An diesem Punkt hat man das Gefühl, einem großen Theatermoment beizuwohnen. So unerbittlich wurde der Wille der Herrscherväter zur absoluten Verfügungsgewalt selten offengelegt. Und wie die vermeintliche Verfügungsmasse der Töchter dann selbst aktiv wird, zieht eine eindeutige Demarkationslinie, an der entlang eine Versöhnung unmöglich ist.

Wie teuer die Alternative der Flucht aus den patriarchalen Mauern in den hoffentlich irgendwie anderen Wald ist, macht Rosa Thormeyer als Hermia mit einem eindrücklichen Solo nachvollziehbar, für das Filme wie Das Omen, Der Exorzist oder für jüngere Zuschauer Gollum Pate gestanden haben könnten. Aber auch dieser Wald ist nur eine Spiegelung Thebens in hübsch. 

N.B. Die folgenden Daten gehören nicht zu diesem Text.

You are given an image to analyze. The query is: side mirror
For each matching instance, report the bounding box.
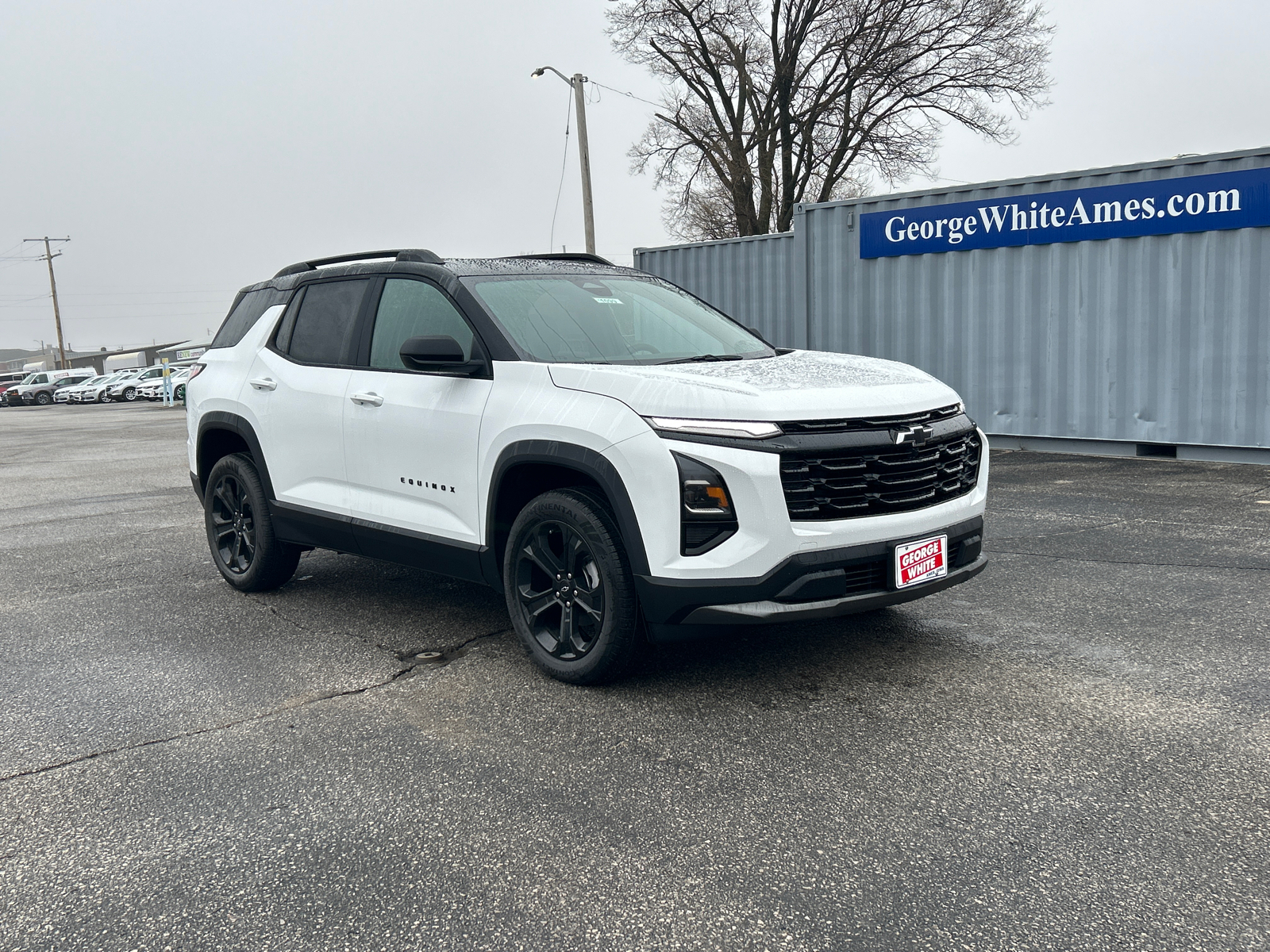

Die Ordnung währt am längsten

Wie ein blendender Lichtblick paradiesischer Verheißung entsteigt Titania in Kulisse und Kostüm von Boticellis "Venus" der Muschel des Versprechens auf die Möglichkeit echter menschlicher Begegnung. Es gibt eine kurzen Sommer der Liebe, bei dem sich alle nackig machen, "der harte Mann" zu einem liebenswerten überdimensionalen Fellpenis verweichlicht wird und die vierte Wand zum Publikum zum großen Nackt-Encounter eingerissen wird.

Aber auch Körpertherapie und Kunst haben einen Oberon, sind illusionäres Schmiermittel um letztlich die von den Vätern als gerecht empfundenen Ordnung wiederherzustellen. Konsequent werden sowohl Titania und Hippolyta als auch Oberon und Theseus in Personalunion gespielt. Die durch die Kunst gegangenen Paare sind anschließend richtig sortiert, und alle unterwerfen sich dem Affentheater der fürstlichen Hochzeit. Und auch das Publikum wird qua Applausordnung zu nützlichen Akklamationsidoten fürs Machtprimatentum manipuliert.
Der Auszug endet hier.